Because you’re leveraging those expanded roots, space your plants at least two feet apart or plant only one per container to avoid competition for nutrients.
Irrigate your plants with drip hose or soaker hose, or by shaping substantial basins around each, then filling the basins with water from a bucket or a hose equipped with a shut-off valve. If the adjacent soil is dry, it may wick away what you’ve applied. That first, good soak may take several applications over several hours.
Once the soil is saturated, apply an inch-thick layer of loose, well-aged compost, topper or decomposing straw to help insulate the soil from temperature swings, retain moisture and inhibit weeds. Water again to wet the mulch.
At the outset, and depending on the weather, you may need to water daily. But as the plants grow and their upper leaves begin to shade their roots, start tapering off with a goal of watering every seven to 10 days by the time your plants begin producing fruit. The idea is to apply as little water as possible to intensify the flavor, but not so meager that the plants go into a tailspin and perish.
Care and Feeding
Harvest consistently. After their initial push, your indeterminate plants may start looking punky. But if you let them go, the remaining fruit will over-ripen and set seed, prompting the plants to go into their inevitable decline. You must keep harvesting those leggy branches to promote further flowers and fruit.
On the flip side—if temperatures drop and your determinate tomatoes stay green, clip whole branches and hang them in a dry room, out of direct sunlight, to encourage the fruits to ripen. I’ve had mixed results, but it’s worth a try.
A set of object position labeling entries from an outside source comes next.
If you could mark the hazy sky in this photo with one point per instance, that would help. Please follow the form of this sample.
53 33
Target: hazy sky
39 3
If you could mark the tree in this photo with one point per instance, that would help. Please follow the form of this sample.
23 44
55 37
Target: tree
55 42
Some folks apply a mild solution of fish emulsion every six weeks to boost their summer tomatoes. I’m not that disciplined. However, I re-work the soil with every new crop, rotate my tomatoes every year and mulch with compost to maintain fertility during the growing season.
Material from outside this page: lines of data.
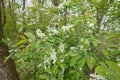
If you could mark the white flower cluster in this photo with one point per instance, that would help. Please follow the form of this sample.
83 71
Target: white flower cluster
85 41
52 30
96 77
61 47
67 28
65 2
40 34
73 48
53 56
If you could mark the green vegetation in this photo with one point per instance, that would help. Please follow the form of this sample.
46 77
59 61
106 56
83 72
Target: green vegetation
75 40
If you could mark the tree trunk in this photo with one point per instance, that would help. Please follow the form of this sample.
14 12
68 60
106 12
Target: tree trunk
7 69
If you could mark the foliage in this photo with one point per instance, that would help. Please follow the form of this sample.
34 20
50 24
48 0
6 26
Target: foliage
70 42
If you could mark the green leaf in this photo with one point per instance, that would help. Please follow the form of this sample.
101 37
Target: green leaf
81 63
101 70
73 61
30 35
48 46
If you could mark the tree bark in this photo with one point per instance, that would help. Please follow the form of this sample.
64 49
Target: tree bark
7 69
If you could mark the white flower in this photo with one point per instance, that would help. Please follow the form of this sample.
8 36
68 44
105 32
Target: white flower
81 47
53 56
72 48
53 30
67 28
96 77
39 33
61 47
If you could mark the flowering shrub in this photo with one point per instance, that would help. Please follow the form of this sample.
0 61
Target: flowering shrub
68 44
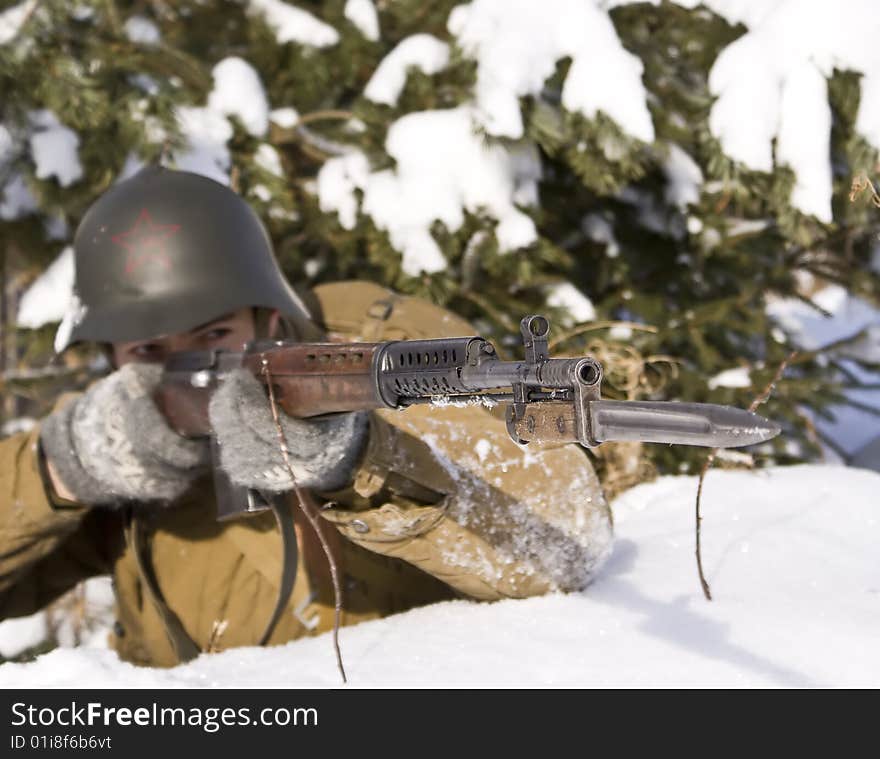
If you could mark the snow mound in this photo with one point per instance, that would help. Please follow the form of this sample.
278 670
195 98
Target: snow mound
790 554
Nonetheless, mild doses of fertilizer may keep your plants nourished, thereby helping them to keep growing. Products containing humic acid work well. Avoid fertilizers high in nitrogen, which promotes bushy, beautiful foliage at the expense of fruit. Slow-release, granular fertilizers may just sit during colder weather, so apply any nutrients then in liquid form.
Also know that your cool-season plants may not look pretty, with their leaves and branches torn and tattered by December. But that matters little if you’re still able to pluck ripe, tasty tomatoes from your garden as late as the holidays.